At the base of the arm the voltage level is measured and converted to binary. This data is then sent outside the drive to the logic controller of the hard drive. Here the data is stored in cache until it is needed. Once the logic board is ready to sent the data to the controller card the data is put onto the data cable and sent to the controller card of the host computer. Once the host controller card has the data it again stores the data in it’s cache until the processor or system memory (RAM) is ready for it. Once the signal is given, the data is put onto the motherboard’s bus and transferred to the motherboard’s chipset that negotiates the final delivery of the data to be processed.
When we want to record data the reverse is true. When the computer is ready to store data the CPU puts the data onto the motherboard’s bus and sends it the hard drive’s controller. The controller picks it up and stores it in its cache waiting for an opportunity to send the data to the hard drive. Once ready it takes the data and places it onto the data cable where it travels up to the hard drive’s logic controller. This time the data is stored in the hard drive’s cache until it is ready to write the data to the disk’s platter. Once ready the data is placed onto the cable that goes to the read heads where it is converted into a signal that will align the magnetic material into the proper alignment.
Soft
Now we have a fundamental understanding of how the data moves. Let’s take it up a notch now and look at data storage on a more logical level. The surface of the platter is covered with (in modern hard drives) billions of magnetic bits to work with, how do we make sense of it all? We need to arrange this mass of storage into an organized and addressable structure. No matter what file system we use the fundamentals are the same. First up we have to give each side of each platter a number. Lets use an example hard drive with two platters. Obviously we have four sides that we’ll number 0, 1, 2 and 3. Each side of each platter has a head so it makes sense then to give the heads the same numbers.

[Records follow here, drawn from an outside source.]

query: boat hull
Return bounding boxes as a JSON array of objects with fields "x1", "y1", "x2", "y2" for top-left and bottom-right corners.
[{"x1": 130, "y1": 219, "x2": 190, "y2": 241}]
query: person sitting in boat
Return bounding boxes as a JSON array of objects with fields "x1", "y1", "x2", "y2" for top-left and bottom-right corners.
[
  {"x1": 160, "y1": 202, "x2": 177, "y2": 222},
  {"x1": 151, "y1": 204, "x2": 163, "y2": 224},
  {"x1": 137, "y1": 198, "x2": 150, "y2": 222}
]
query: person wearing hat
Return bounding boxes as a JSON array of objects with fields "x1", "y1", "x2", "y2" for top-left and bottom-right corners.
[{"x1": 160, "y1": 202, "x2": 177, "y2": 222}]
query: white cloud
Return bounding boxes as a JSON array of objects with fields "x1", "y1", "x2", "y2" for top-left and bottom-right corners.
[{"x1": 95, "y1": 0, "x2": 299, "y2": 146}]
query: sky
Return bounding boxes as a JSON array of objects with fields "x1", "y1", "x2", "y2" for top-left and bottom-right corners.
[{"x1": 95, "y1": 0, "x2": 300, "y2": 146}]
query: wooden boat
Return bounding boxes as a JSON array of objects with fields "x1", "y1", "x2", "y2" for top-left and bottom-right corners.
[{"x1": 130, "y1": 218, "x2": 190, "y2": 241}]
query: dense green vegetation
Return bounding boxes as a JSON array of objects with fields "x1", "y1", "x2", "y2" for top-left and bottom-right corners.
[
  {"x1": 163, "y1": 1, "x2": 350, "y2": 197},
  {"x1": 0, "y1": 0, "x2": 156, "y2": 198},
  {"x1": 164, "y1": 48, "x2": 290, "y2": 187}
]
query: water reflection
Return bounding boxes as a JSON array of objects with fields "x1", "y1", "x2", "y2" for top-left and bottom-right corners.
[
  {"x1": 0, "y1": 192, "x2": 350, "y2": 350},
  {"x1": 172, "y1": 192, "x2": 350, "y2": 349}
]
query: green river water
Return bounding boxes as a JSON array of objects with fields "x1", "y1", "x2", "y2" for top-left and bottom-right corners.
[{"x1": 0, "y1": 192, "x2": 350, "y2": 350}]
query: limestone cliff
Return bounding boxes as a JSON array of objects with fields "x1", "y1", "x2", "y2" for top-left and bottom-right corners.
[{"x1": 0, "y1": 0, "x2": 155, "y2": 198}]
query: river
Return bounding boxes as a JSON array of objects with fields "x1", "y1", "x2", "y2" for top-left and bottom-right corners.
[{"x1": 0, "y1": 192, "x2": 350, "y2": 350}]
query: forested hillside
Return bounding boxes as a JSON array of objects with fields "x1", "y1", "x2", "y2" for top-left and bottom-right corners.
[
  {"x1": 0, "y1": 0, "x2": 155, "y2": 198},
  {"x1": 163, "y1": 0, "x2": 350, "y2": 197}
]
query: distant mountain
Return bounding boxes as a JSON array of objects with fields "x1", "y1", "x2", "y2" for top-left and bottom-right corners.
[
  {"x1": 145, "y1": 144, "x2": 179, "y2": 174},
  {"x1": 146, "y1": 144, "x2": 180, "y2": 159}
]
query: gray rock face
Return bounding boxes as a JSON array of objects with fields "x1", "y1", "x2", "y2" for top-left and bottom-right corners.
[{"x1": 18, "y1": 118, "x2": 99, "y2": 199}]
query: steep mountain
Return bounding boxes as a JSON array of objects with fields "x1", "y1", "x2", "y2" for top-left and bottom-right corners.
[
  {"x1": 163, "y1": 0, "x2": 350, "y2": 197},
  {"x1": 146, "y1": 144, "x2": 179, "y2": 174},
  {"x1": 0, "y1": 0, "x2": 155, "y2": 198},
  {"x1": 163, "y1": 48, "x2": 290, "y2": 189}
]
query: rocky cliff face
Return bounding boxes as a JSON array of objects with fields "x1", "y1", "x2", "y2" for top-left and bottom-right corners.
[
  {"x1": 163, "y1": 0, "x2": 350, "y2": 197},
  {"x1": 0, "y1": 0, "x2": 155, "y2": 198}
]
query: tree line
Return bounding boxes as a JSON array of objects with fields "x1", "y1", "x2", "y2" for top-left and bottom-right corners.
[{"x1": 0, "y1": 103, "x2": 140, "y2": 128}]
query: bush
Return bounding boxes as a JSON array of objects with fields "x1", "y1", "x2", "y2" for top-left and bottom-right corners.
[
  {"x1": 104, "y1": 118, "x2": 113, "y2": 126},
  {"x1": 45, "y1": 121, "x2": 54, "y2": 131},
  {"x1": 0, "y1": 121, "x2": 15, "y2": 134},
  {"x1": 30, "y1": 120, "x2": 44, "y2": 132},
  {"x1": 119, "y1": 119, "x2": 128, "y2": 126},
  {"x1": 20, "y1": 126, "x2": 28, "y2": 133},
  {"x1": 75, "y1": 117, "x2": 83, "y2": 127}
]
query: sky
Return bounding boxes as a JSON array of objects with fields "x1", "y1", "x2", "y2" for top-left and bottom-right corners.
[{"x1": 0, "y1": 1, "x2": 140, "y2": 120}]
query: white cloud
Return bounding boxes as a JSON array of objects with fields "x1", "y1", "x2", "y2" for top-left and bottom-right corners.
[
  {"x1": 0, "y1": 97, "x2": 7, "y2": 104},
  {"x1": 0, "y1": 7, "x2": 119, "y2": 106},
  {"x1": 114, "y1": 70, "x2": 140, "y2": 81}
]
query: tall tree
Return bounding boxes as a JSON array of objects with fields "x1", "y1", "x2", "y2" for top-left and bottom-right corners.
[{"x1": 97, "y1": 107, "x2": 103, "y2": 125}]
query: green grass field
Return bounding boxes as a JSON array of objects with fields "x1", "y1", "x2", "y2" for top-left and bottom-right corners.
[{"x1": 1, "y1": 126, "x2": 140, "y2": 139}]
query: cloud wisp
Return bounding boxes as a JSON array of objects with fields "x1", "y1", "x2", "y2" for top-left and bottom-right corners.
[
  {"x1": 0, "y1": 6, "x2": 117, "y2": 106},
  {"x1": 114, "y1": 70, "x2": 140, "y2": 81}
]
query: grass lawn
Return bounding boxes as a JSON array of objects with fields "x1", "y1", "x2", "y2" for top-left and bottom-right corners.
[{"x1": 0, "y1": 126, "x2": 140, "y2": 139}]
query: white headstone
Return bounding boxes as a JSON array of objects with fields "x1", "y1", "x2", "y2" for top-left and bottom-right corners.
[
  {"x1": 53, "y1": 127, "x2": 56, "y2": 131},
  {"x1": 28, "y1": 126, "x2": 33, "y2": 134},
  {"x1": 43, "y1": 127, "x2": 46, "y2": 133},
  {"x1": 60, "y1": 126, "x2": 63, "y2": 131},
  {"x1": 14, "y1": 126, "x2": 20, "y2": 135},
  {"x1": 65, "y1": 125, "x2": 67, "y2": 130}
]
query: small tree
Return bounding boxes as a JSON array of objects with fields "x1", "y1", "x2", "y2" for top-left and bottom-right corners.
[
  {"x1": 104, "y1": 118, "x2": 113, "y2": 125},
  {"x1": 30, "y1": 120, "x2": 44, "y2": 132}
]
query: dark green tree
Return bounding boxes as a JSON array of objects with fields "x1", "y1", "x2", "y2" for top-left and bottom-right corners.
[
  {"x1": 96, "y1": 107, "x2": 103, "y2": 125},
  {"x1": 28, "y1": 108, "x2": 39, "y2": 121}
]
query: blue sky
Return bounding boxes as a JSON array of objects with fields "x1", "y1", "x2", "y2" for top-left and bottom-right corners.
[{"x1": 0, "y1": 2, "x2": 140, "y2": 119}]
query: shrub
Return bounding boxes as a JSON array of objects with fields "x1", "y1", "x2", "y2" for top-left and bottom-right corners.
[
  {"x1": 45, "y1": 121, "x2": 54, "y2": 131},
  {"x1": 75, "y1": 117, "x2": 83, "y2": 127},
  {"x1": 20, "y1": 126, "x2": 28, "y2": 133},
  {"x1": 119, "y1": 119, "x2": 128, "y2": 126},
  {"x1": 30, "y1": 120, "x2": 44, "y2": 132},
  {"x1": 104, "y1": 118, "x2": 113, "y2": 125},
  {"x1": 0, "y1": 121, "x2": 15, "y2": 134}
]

Now we can address the surfaces, lets draw parallel "tracks" on the platters working from the inside out. Those of you who’ve seen a record can probably picture this quite well. Now we can address a specific track on a specific platter. Let’s do one more thing and cut the platter like a pie and give each wedge a number.
Now we can be pretty specific! I can call one specific head, tell it to move to one specific track and wait for one specific slice. This slice we call a "sector" and the size of this sector is usually 512-bytes long (4,096 binary digits, or "bits").
Before I start talking about the fun stuff, does anyone have a question specifically about how data is physically stored, arranged and transferred?
The Fun Begins
All right, now the fun begins! In modern hard drive we hear three main topics when measuring the capabilities of a hard drive. They are, "Capacity", "Interface" and "External Transfer Rate". I want to spend a little time here because this is the section that just about everyone here will need to know when buying and choosing a hard drive for any system.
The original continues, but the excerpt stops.